"In effetti questo prete viveva quotidianamente con mio padre. Tre anni fa, durante una passeggiata nel giardino reale, il taoista se ne ritornò alle sue montagne, cavalcando un vento magico e portandosi via lo scettro di giada bianca di mio padre. Questi non l'ha mai dimenticato, e ha persino chiuso il giardino, perché andarci gli avrebbe destato tristi ricordi. Ma non vedo perché il re non dovrebbe essere mio padre."

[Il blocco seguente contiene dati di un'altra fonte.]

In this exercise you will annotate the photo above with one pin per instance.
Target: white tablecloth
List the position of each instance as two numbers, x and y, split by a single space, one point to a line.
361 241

Scimmiotto non rispose ad altre domande, se non con un sogghigno. Il principe perse la pazienza: "Perché non dici più nulla e non fai che sogghignare?"

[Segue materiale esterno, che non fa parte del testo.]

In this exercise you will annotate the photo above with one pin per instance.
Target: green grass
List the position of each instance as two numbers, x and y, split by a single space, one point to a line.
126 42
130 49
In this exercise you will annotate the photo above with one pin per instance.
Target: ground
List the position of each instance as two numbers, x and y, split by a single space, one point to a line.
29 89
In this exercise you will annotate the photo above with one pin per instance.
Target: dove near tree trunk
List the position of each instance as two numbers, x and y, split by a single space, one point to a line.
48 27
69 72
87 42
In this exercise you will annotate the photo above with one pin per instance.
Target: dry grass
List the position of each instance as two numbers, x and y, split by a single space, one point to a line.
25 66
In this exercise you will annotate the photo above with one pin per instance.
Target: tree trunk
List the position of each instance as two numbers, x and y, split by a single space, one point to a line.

"Ho altro da dire, ma non davanti a tutta questa gente."
Il principe dispiegò la manica per far segno ai suoi uomini di allontanarsi. Gli ufficiali li guidarono sul terreno antistante all'ingresso del monastero e ordinarono di accamparsi. Nella sala vuota, il principe sedette al posto d'onore, con il reverendo in piedi davanti a lui e Scimmiotto alla sua sinistra. Si erano ritirati anche i monaci. Scimmiotto annunciò solennemente: "Colui che fu portato via dal vento era in realtà il padre che vi ha generato; e fu il prete taoista a occupare il suo posto sul trono."
"Ma è una menzogna!" s'indignò il principe. "Il re fa regnare la pace e la prosperità nel paese, con piogge propizie e venti favorevoli. E secondo te non sarebbe mio padre. Non approfittare della mia giovinezza; se mio padre sentisse i tuoi sarcasmi, ti farebbe tagliare a pezzi."
Gridò a Scimmiotto di non farsi più vedere. Questi si rivolse a Tripitaka: "Lo temevo, che non mi avrebbe creduto. Ora prendete l'ultimo tesoro e mostratelo. Poi presenteremo i nostri passaporti e ripartiremo per il Paradiso dell'Ovest."